Abraham: In terms of experiential learning, my dream is to get my Intro. to Judaism students to Beth Abraham for Purim. I think that a lot of the things that worked for me five or 10 years ago in the classroom need to be rethought and reworked to connect students to the material. Covid and the changes to students’ learning habits have really required me to adapt.
Elliot: I’ve gotten much more involved with the organized pacifist community in the last few years. So I’m hoping to do some actual archival work on some of the American Jewish history of pacifism. I also have a project on Martin Luther King Jr.’s intellectual influences, which was a class, which I’m hoping to turn into something like a book.
What else would you like to share?
Elliot: We have a wonderful convergence of great scholars now here in the region to add to the already existing Jewish studies faculty the region is dotted with. I’m really glad to have my colleagues here.
Abraham: I’ve only been here three months now, but it’s been such an enriching experience to be teaching Jewish studies at a Catholic, Marianist institution. I really have this comparative cross-cultural experience here that I don’t think I would have had anywhere else.
Elliot: But we’re also not here just to be ambassadors for the Jewish world to the non-Jews. We’re here doing serious pedagogy and we teach serious stuff. We’re not here to promote Judaism. And a lot of parents and students think, “I’m going to take a Judaism class to get what I didn’t get in terrible Sunday schools.” And that’s just not part of the bag.
Jenny: Or “I want my kid to take it for the Judaism so that they stay Jewish.”
Elliot: “Marry a Jewish person.”
Jenny: They are much more likely to come out of my class slightly disenchanted.

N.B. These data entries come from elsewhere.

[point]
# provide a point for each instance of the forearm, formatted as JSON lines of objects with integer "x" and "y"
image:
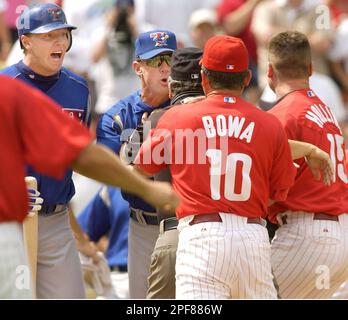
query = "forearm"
{"x": 236, "y": 21}
{"x": 300, "y": 149}
{"x": 99, "y": 163}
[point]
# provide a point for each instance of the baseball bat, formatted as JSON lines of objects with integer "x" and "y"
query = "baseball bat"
{"x": 30, "y": 234}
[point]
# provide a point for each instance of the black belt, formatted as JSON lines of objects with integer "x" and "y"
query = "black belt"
{"x": 215, "y": 217}
{"x": 52, "y": 208}
{"x": 170, "y": 223}
{"x": 149, "y": 219}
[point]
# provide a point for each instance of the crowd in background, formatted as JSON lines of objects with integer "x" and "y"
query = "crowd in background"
{"x": 103, "y": 45}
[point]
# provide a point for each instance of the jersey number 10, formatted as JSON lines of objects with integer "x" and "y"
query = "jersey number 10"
{"x": 215, "y": 157}
{"x": 337, "y": 156}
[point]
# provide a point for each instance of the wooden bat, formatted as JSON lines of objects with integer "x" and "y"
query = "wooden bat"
{"x": 30, "y": 234}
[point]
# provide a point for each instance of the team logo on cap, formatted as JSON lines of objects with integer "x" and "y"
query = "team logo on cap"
{"x": 310, "y": 94}
{"x": 55, "y": 12}
{"x": 160, "y": 38}
{"x": 230, "y": 99}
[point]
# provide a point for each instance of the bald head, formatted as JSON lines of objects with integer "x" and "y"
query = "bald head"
{"x": 290, "y": 55}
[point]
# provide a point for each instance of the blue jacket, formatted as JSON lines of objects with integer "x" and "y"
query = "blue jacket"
{"x": 108, "y": 213}
{"x": 71, "y": 93}
{"x": 112, "y": 132}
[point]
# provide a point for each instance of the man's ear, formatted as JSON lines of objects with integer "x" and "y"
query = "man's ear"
{"x": 310, "y": 69}
{"x": 170, "y": 93}
{"x": 270, "y": 70}
{"x": 138, "y": 68}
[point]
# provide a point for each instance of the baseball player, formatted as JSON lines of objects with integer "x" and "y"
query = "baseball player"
{"x": 26, "y": 139}
{"x": 45, "y": 37}
{"x": 108, "y": 214}
{"x": 240, "y": 160}
{"x": 184, "y": 83}
{"x": 310, "y": 250}
{"x": 153, "y": 52}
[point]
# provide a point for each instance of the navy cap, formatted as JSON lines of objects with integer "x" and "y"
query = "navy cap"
{"x": 185, "y": 64}
{"x": 152, "y": 43}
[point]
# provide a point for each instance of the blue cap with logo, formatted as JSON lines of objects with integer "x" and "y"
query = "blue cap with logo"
{"x": 152, "y": 43}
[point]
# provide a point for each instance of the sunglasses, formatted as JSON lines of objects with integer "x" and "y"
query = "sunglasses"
{"x": 157, "y": 61}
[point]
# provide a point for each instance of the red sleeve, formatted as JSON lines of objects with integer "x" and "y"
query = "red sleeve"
{"x": 156, "y": 152}
{"x": 51, "y": 140}
{"x": 283, "y": 171}
{"x": 288, "y": 121}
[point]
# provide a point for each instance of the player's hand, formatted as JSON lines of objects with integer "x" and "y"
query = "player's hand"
{"x": 161, "y": 196}
{"x": 193, "y": 99}
{"x": 320, "y": 164}
{"x": 34, "y": 201}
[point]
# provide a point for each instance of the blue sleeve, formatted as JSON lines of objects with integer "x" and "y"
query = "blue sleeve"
{"x": 88, "y": 116}
{"x": 110, "y": 128}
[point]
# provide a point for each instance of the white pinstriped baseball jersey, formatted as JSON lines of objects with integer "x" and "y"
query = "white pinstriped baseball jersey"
{"x": 310, "y": 257}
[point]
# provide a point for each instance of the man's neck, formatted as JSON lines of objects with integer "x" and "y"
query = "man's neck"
{"x": 224, "y": 92}
{"x": 285, "y": 87}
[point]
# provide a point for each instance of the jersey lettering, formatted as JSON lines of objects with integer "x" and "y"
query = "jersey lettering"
{"x": 231, "y": 173}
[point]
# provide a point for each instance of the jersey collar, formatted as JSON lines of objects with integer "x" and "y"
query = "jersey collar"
{"x": 35, "y": 76}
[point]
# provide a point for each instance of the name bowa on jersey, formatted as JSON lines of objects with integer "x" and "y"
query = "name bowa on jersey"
{"x": 224, "y": 126}
{"x": 321, "y": 115}
{"x": 76, "y": 114}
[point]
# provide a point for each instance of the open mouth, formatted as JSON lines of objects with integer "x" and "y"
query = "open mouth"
{"x": 57, "y": 55}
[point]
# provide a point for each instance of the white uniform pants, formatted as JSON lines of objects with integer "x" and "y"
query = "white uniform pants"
{"x": 141, "y": 242}
{"x": 310, "y": 257}
{"x": 15, "y": 277}
{"x": 59, "y": 272}
{"x": 221, "y": 260}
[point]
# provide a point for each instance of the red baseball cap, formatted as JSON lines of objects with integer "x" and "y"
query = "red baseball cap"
{"x": 225, "y": 54}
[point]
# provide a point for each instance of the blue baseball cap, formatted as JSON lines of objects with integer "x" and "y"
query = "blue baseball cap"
{"x": 152, "y": 43}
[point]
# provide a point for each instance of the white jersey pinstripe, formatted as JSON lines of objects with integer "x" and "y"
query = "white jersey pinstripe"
{"x": 231, "y": 260}
{"x": 310, "y": 257}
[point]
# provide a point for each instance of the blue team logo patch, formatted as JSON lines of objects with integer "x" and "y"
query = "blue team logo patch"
{"x": 230, "y": 99}
{"x": 76, "y": 114}
{"x": 160, "y": 38}
{"x": 56, "y": 13}
{"x": 310, "y": 94}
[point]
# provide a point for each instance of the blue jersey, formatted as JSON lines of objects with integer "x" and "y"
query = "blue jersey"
{"x": 71, "y": 93}
{"x": 112, "y": 132}
{"x": 108, "y": 213}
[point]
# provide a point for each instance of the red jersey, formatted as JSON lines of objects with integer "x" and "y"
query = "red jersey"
{"x": 306, "y": 118}
{"x": 33, "y": 131}
{"x": 225, "y": 155}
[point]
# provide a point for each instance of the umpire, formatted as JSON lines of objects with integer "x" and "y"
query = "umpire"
{"x": 184, "y": 82}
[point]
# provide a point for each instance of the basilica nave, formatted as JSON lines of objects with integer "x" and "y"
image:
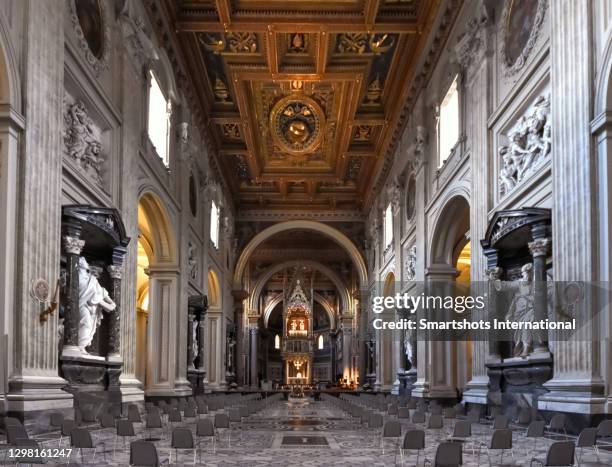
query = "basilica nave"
{"x": 213, "y": 214}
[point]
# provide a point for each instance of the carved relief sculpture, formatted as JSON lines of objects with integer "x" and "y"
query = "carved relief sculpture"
{"x": 93, "y": 300}
{"x": 81, "y": 140}
{"x": 529, "y": 145}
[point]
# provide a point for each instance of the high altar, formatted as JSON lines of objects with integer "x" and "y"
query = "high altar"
{"x": 298, "y": 339}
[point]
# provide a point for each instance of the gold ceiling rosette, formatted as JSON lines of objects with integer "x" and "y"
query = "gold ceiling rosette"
{"x": 297, "y": 123}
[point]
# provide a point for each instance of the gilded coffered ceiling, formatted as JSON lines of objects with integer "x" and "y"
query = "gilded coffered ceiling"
{"x": 302, "y": 97}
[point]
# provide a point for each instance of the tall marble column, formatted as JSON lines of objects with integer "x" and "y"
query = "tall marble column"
{"x": 253, "y": 331}
{"x": 73, "y": 246}
{"x": 115, "y": 272}
{"x": 577, "y": 385}
{"x": 34, "y": 383}
{"x": 539, "y": 251}
{"x": 191, "y": 351}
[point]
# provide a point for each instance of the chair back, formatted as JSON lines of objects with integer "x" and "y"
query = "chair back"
{"x": 234, "y": 415}
{"x": 67, "y": 427}
{"x": 221, "y": 420}
{"x": 435, "y": 422}
{"x": 524, "y": 417}
{"x": 204, "y": 427}
{"x": 560, "y": 453}
{"x": 418, "y": 417}
{"x": 500, "y": 422}
{"x": 414, "y": 439}
{"x": 56, "y": 419}
{"x": 557, "y": 422}
{"x": 392, "y": 429}
{"x": 376, "y": 421}
{"x": 81, "y": 438}
{"x": 536, "y": 429}
{"x": 107, "y": 420}
{"x": 174, "y": 415}
{"x": 403, "y": 412}
{"x": 587, "y": 438}
{"x": 134, "y": 414}
{"x": 125, "y": 428}
{"x": 604, "y": 429}
{"x": 143, "y": 454}
{"x": 154, "y": 420}
{"x": 463, "y": 429}
{"x": 501, "y": 439}
{"x": 448, "y": 454}
{"x": 15, "y": 434}
{"x": 182, "y": 438}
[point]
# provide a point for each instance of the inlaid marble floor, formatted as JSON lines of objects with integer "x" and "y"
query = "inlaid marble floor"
{"x": 308, "y": 433}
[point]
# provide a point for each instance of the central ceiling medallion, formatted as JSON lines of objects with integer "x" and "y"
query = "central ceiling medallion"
{"x": 296, "y": 124}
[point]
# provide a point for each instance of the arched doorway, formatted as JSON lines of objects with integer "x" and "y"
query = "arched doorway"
{"x": 157, "y": 286}
{"x": 214, "y": 334}
{"x": 384, "y": 339}
{"x": 451, "y": 361}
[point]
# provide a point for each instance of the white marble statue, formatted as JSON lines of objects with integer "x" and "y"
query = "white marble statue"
{"x": 522, "y": 309}
{"x": 93, "y": 300}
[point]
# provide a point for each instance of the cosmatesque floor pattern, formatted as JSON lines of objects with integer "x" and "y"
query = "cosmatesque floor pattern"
{"x": 309, "y": 433}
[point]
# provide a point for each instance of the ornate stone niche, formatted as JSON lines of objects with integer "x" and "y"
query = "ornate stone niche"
{"x": 197, "y": 306}
{"x": 517, "y": 247}
{"x": 94, "y": 243}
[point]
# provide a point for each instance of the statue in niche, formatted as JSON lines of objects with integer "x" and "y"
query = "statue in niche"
{"x": 522, "y": 309}
{"x": 408, "y": 349}
{"x": 194, "y": 340}
{"x": 529, "y": 144}
{"x": 192, "y": 261}
{"x": 93, "y": 301}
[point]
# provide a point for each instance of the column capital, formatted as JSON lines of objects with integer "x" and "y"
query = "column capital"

Elliot: I’ve met with parents of prospective students who are wanting to see if Earlham will offer a sort of wrap-around Jewish life experience for them. In some ways, I’m also the Hillel director. We have five students who reside in the Jewish Cultural Center, which was dedicated by Elie Wiesel in the late ‘80s. There are theme houses at Earlham. But there’s no Hillel building. It doesn’t make any sense. Small liberal arts schools do not have the same resources as a UC or even a UD.
So talking to prospective Jewish parents, I said, “Look, your student’s going to come here and have a really enriching experience with international students and an incredibly engaged intellectual experience. But there’s not a Hillel house with Shabbat dinners every Friday like other schools.” There’s Shabbats every few weeks for the whole community. We have a lot of non-Jews who come to the Shabbats.
SIDEBAR: Nearly a quarter century at Wright State for Judaic Studies Chair Mark Verman
Mark Verman has served as professor of religion and Larry and Leonore Zusman Chair of Judaic Studies at Wright State University since 1999. With a Ph.D. from Harvard University, he specializes in biblical and post-biblical Jewish literature, comparative mysticism, and Holocaust and film studies. He is the author of The Circle of Contemplation: Medieval Jewish Mystical Sources and The History and Varieties of Jewish Meditation. Verman teaches the Bible, Koran, World Religions, and various aspects of Jewish thought. He facilitates the Annual Ryterband Symposium in Judaic Studies, co-sponsored by the University of Dayton, United Theological Seminary, and Wright State.